WQWY

Bellwood, Pennsylvania; United States;
- Broadcast area: Altoona, Pennsylvania
- Frequency: 103.9 MHz
- Branding: WOWY 103.9

Programming
- Format: Classic hits

Ownership
- Owner: Seven Mountains Media; (Southern Belle Media Family, LLC);
- Sister stations: WALY, WFBG, WFGY, WRKY-FM, WTNA

History
- First air date: March 28, 1970 (as WHGM)
- Former call signs: WHGM (1966–1987); WALY (1987–2023);
- Call sign meaning: similar to WOWY

Technical information
- Licensing authority: FCC
- Facility ID: 58312
- Class: A
- ERP: 380 watts
- HAAT: 280 meters (920 ft)
- Transmitter coordinates: 40°33′57″N 78°26′36″W﻿ / ﻿40.56583°N 78.44333°W

Links
- Public license information: Public file; LMS;
- Webcast: Listen Live
- Website: wowyonline.com

= WQWY =

WQWY (103.9 FM, "WOWY 103.9") is an American radio station serving the Altoona, Pennsylvania, area. The station is owned by Seven Mountains Media. currently playing a classic hits format, simulcasting WOWY from State College.

==History==
The station began playing a format of Top 40 and middle of the road music in its early days, first signing on as WHGM on March 28, 1970, more than three and a half years after the construction permit had been issued in the spring of 1966.

WHGM was originally owned by John Powley, whose interests were primarily in television. Powley owned a financial stake in KHFI AM-FM-TV in Austin, Texas, and would sign on an ABC-TV affiliate in Altoona six years later, known as WOPC-TV.

On New Year's Eve of 1986, the station was sold to Mid-Atlantic Radio, Inc., a company headed by Gregory Guise. The sale happened about ten months after Powley had sold the license of his television station, which had been silenced due to financial problems.
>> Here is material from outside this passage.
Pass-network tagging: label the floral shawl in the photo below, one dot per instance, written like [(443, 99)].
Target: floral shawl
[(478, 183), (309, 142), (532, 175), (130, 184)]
The format was then changed to adult contemporary and the station moved from its transmitter location atop Wopsononock Mountain in Dysart to downtown Altoona. The following March 9, 1987, the call sign was changed to WALY. WALY was later used on a Local Access Channel in the early 90s.
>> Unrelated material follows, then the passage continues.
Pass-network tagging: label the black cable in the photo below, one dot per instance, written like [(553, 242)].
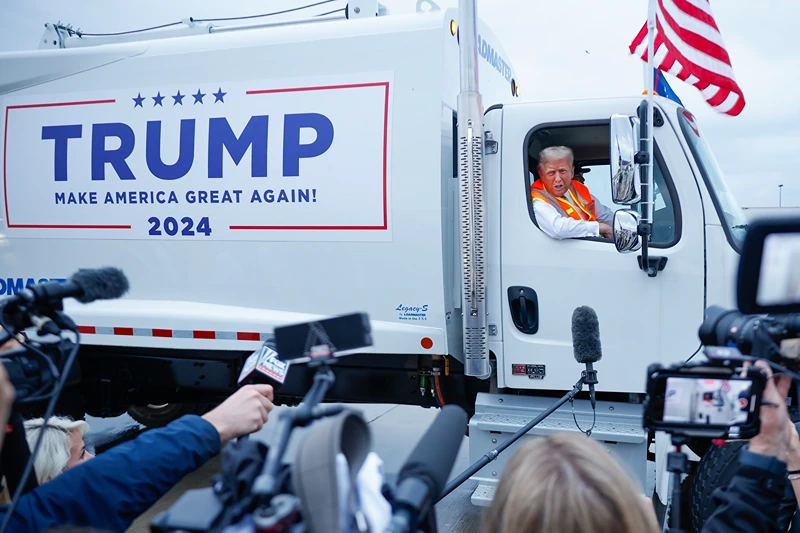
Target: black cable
[(82, 34), (265, 14), (222, 19), (695, 353), (331, 12), (48, 414)]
The station was sold again to S&P Broadcasting in February 1989 for $1 million, and then to Forever Broadcasting, Inc. in 1997.

Founder John Powley died in 2008.

It was announced on October 12, 2022, that Forever Media was selling 34 stations and 12 translators, including WALY and the entire Altoona cluster, to State College-based Seven Mountains Media for $17.375 million. The deal closed on January 1, 2023.
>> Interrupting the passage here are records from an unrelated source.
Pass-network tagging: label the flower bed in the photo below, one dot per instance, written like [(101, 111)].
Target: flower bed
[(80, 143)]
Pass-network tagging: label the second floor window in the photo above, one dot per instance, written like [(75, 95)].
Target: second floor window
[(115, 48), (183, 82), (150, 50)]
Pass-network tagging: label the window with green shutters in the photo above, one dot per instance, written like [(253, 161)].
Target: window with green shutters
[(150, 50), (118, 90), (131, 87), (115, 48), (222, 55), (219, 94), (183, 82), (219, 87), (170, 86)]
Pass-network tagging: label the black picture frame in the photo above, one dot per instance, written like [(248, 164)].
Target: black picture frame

On March 23, 2023, WALY changed its format from adult contemporary to a simulcast of classic hits-formatted WOWY in State College. The call sign changed to WQWY on March 27, 2023; the WALY call sign moved to WWOT, which also picked up WALY's adult contemporary format.

==Sister stations==
The sister stations of WQWY in the Altoona market are 98.1 WFGY, 100.1 WALY, 104.9 WRKY-FM, 1290 WFBG, and 1430 WTNA.